Separately, during a recent Morgan Stanley conference talk, Microsoft exec Dave O’Hara suggested his company is only “sort of at the halfway point or a little past that in terms of moving customers” from traditional Office licenses to Office 365. He also argued there’s more room to grow penetration rates for Microsoft’s costly E5 Office 365 plans, which among other things comes with unlimited OneDrive for Business storage.
Microsoft and Box, it should be noted, were given the highest rankings in research firm Gartner’s 2018 Magic Quadrant report for content collaboration platforms. Microsoft had a slightly higher position on the quadrant’s “ability to execute” axis; Box had a higher position on its “completeness of vision” axis.
As Gartner and others note, Box still has some valuable strengths in its fight against Microsoft, as well as against other rivals such as Dropbox and Citrix Systems (CTXS) . Among them: The company has done a very good job of creating advanced security, compliance and content management features for its platform, as well as creating solutions for major verticals such as healthcare and government agencies.

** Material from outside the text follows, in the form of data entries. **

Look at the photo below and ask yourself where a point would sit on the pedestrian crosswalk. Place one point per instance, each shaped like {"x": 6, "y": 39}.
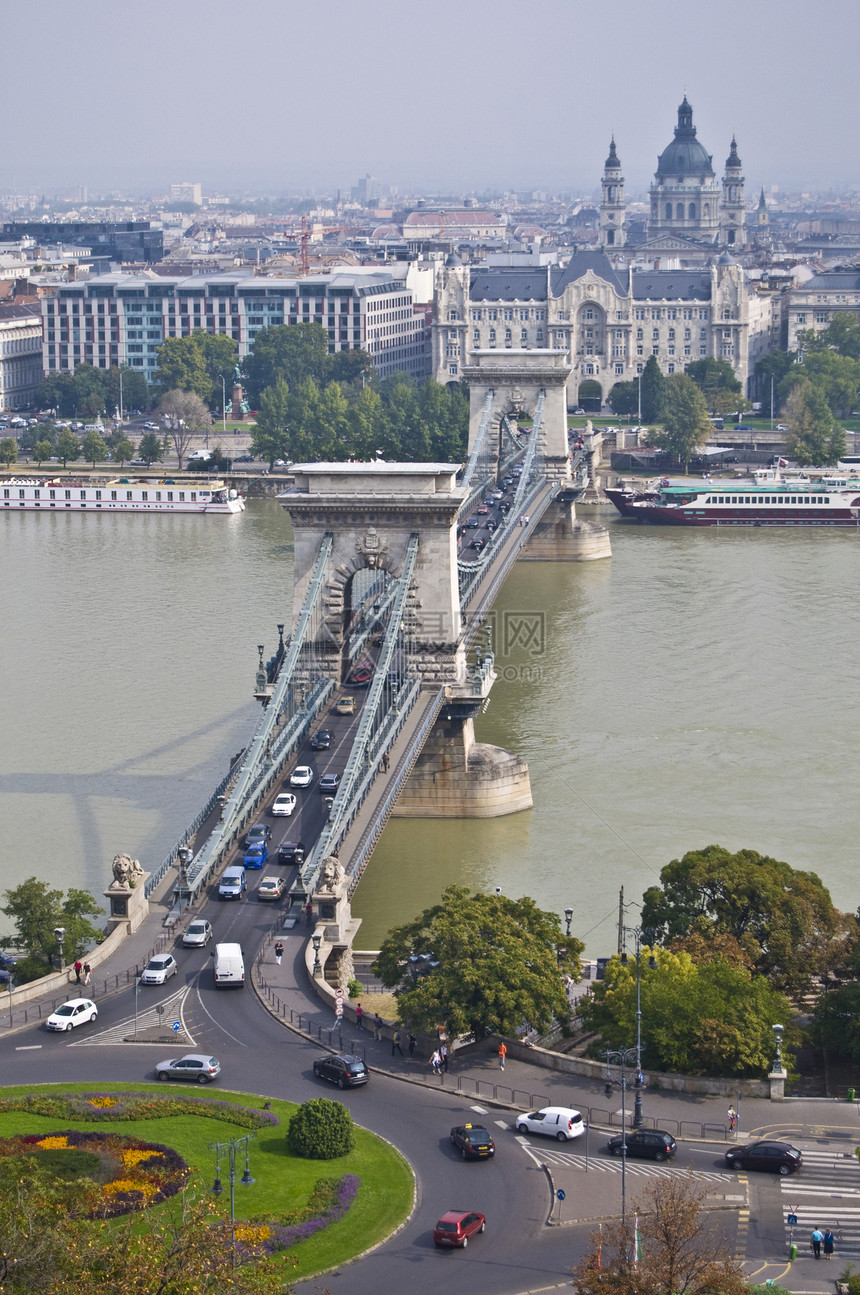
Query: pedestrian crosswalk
{"x": 601, "y": 1163}
{"x": 825, "y": 1193}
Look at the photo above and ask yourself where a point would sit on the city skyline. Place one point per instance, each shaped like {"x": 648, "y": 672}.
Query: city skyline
{"x": 487, "y": 96}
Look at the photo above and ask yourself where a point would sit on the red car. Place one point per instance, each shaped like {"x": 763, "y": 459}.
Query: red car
{"x": 456, "y": 1227}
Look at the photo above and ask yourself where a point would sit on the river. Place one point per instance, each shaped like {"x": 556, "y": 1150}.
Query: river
{"x": 700, "y": 686}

It also now has a large ecosystem of third-party apps and services that integrate with its offerings, and is working on a slew of product updates related to content management, security and workflow automation.
But Microsoft has clearly established OneDrive as a serious competitor to Box, and is both undercutting Box’s pricing via Office 365 bundles and has been using its tremendous enterprise reach to rapidly grow Office 365 adoption. All of that could be weighing on Box’s top line as the company continues battling Microsoft for large enterprise deals.